Old Friends

HH and I went to a bar Wednesday night to meet up with a group of old friends. Joyce and Abe used to live in town before they retired and moved to South Carolina to enjoy the sun and surf, but they went to visit their family’s cottage for a month and were passing through town on their way home, so we all gathered to meet them. There’s something comforting about being with old friends we’ve known for years and years and weathered ups and downs with. Like having a second family.

I’m writing my eighth Jazzi and Ansel now, and they get together with their family and friends every Sunday. On top of that, Jazzi gets together with her sister and friends every Thursday night for a girls’ night out. HH and I meet our friends at the same bar every other Tuesday. That way we can keep up with each other. The guys all worked together at a little hamburger/ice cream place during high school, and the joke is that when they got older and married, the wives became part of their group, whether we wanted to or not:) And it’s been nice. Over the years, we’ve had kids, watched them grow up and move out, survived health problems , dealt with aging parents, and now we’re all “couples” again–empty nesters.

Jazzi and Ansel and their friends are at the stage our group was at in our late twenties. Their parents aren’t old enough to retire, so they’re working. In this book, Eli (Jerod’s father) has to fire a mechanic who’s worked for him a long time. Vince began scamming clients into repairs they didn’t need when they brought their cars in to be worked on, not reporting the “extra” repair and pocketing the money. Completely out of character for him. When he ends up dead, Eli wants to know who killed him and why, but mostly, what drove Vince to such desperate measures. He asks Jazzi and Ansel to help find answers, and the mystery begins…

Writer friends

I met with 7 writer friends yesterday.  We had a NovelCon–an excuse for us to get together, read a chapter each, and talk shop. It was awesome.  Not just because my friends are great writers, but because they’re terrific people.  (And Paula happens to be a near-gourmet cook.  Lucky us).  We all belong to a writers’ group, The Summit City Scribes.  We meet twice a month, have 3 readers who get 20 minutes each to share pages with us, and then we go around the table to offer critiques.  We’re so different, we zero in on different things.   And that’s the strength of our group.  Somebody will catch almost any thing that’s gone astray.
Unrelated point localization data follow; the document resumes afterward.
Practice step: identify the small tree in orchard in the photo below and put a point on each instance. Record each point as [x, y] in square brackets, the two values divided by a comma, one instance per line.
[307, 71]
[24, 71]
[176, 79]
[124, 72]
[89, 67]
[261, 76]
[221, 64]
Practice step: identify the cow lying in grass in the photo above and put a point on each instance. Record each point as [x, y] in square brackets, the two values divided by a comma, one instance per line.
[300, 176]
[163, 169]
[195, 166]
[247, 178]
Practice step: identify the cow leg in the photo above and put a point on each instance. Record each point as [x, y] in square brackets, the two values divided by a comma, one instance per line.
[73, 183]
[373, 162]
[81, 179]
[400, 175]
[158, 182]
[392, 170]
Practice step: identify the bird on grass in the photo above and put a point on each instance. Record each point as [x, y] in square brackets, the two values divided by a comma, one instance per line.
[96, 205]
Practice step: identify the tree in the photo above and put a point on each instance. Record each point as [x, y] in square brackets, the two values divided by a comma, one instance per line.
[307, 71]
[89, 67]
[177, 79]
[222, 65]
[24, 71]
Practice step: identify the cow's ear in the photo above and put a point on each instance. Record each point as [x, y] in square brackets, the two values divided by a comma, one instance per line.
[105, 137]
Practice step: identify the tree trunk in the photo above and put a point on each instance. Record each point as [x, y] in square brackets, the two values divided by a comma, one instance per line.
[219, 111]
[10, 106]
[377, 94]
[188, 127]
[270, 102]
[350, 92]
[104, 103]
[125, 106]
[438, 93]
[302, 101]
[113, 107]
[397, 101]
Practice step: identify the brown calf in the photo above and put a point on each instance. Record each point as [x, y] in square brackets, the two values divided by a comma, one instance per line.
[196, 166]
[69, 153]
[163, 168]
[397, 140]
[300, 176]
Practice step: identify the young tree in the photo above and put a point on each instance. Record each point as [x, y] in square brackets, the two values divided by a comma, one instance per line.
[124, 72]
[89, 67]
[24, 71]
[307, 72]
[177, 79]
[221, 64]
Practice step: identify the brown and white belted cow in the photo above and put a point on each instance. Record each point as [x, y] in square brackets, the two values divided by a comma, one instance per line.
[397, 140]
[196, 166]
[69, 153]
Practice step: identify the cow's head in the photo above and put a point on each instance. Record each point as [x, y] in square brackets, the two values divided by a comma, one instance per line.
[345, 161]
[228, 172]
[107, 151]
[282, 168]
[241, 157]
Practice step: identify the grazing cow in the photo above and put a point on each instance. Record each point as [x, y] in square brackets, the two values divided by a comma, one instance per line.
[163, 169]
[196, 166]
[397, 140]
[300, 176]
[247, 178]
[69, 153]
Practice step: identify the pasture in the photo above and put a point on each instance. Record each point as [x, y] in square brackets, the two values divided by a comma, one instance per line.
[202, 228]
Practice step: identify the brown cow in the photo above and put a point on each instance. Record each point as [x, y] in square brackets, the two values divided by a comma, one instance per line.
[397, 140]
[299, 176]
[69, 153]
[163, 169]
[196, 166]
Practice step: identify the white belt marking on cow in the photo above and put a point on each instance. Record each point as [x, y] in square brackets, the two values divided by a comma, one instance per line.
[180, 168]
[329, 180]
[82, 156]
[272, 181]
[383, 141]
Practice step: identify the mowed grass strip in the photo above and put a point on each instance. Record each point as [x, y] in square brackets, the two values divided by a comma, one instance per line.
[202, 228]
The thing is, I’m lucky to have so many good friends who are so freakin’ talented.  And it’s nice to touch bases with them outside of Scribes.  At a NovelCon, we don’t just read.  We talk shop.  We throw out plot stumbles that have turned into black holes of “what-ifs” gone wrong.  We moan about characters who don’t listen to us and middles that turn to mush.  And none of the problems are as big as they look.  There’s a plot twist or a minor fix that somebody comes up with, and kazaam!, the book’s a whole again.

We’ve been together so long, we know each others’ strengths and weaknesses.  We make suggestions before the book reaches the spot we know it will.  We push each other, enjoy each other, and take off on tangents.  The bottom line is, we all want each other to write the best book possible.  And more than that, we have one heck of a good time in the process.